Moda / Pertencimento, códigos e etapas!

Estilista transforma o ato de pertencer em narrativa visual

Com capítulos que evocam fluxo, jogo e ascensão, a estilista apresenta peças que dialogam com liberdade, textura e consciência

Na coleção, os volumes supercontemporâneos surgem com misturas de tecidos atuais! - Fotos: BRAZILNEWS
Na coleção, os volumes supercontemporâneos surgem com misturas de tecidos atuais! - Fotos: BRAZILNEWS

Em kosmo.polítes, coleção desfilada durante a edição 60 da SPFW, a estilista Lilly Sarti (39) transforma o ato de pertencer em narrativa visual e continuidade. A apresentação foi estruturada em três capítulos: circuito, tabuleiro e escada. A proposta se traduz em uma leitura sensível da mulher contemporânea, que transita entre mundos, códigos e atmosferas sem buscar um ponto fixo. Cada etapa sugere um estado de passagem.

O circuito como fluxo inicial, o tabuleiro como jogo de possibilidades e a escada como ascensão simbólica, num percurso que reflete a liberdade, a mistura e a expansão. É uma coleção que compreende o vestir como território, sempre em construção e deslocamento. O diálogo entre materiais reforça essa dinâmica.
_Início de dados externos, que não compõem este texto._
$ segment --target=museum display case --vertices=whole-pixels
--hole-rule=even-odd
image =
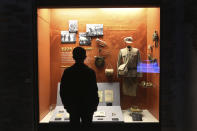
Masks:
[[[160,7],[38,8],[37,35],[40,123],[69,121],[60,80],[77,46],[96,73],[93,122],[159,123]]]

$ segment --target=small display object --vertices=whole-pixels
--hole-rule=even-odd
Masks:
[[[78,31],[78,21],[77,20],[69,20],[69,32],[77,32]]]
[[[87,24],[86,32],[88,36],[102,36],[103,24]]]
[[[97,111],[94,113],[94,117],[106,117],[104,111]]]
[[[69,33],[69,31],[61,31],[61,42],[62,43],[75,43],[76,33]]]
[[[80,45],[91,45],[91,37],[87,36],[86,32],[79,33],[79,44]]]

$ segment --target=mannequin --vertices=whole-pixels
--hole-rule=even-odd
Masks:
[[[133,43],[132,41],[132,37],[124,38],[126,48],[120,50],[117,64],[119,67],[121,64],[125,64],[128,61],[128,73],[126,76],[122,77],[123,94],[128,96],[136,96],[138,77],[142,77],[142,74],[137,72],[137,65],[141,61],[140,52],[137,48],[131,46],[131,43]]]

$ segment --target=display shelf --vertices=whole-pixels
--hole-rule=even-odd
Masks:
[[[111,110],[111,112],[112,112],[112,110]],[[50,121],[53,113],[54,113],[54,110],[50,111],[40,121],[40,123],[49,123],[49,121]],[[142,115],[143,115],[142,120],[143,121],[133,121],[132,120],[132,117],[129,115],[129,113],[130,112],[128,110],[122,110],[124,123],[147,123],[147,122],[155,122],[155,123],[158,123],[159,122],[148,110],[143,110],[143,112],[142,112]]]
[[[159,122],[148,110],[142,111],[142,121],[133,121],[128,110],[122,110],[125,123]]]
Couro e jeans surgem como opostos complementares, matéria e ar, rigidez e fluidez. O couro, trabalhado de maneira surpreendentemente leve, se dobra, flui e se sobrepõe a xadrezes e superfícies lisas, criando contrastes calculados em uma paleta que viaja por verdes profundos, terrosos quentes e nuances luminosas.

As modelagens diversas, que atuam com amplitude e ajuste e que convidam a misturas, adições e intercâmbios, evidenciam o desejo da marca de propor uma moda que acompanha as transformações, estimulando a usuária a modular sua própria silhueta, como quem escolhe caminhos em um tabuleiro em movimento constante.

Nos detalhes, reside o equilíbrio entre a estética urbana sofisticada, tão presente na trajetória da marca, e a calmaria do artesanal. Lenços de couro, calças com pregas, bolsas maleáveis, cintos e colares metálicos que pontuam a narrativa com brilho controlado. Nada ali é adorno e cada elemento atua como extensão da ideia de pertencimento, não a um espaço geográfico, mas a um estado de consciência. Aqui a marca revela uma coleção que pensa a mulher não como destino final da roupa, mas como movimento constante.

Leia mais: Estilista japonesa explora o limite entre arte e moda em desfile significativo

FIQUE POR DENTRO DAS NOTÍCIAS DOS FAMOSOS ACOMPANHANDO À CARAS BRASIL NAS REDES SOCIAIS:

 

Ver esta publicação no Instagram

 

Uma publicação partilhada por CARAS (@carasbrasil)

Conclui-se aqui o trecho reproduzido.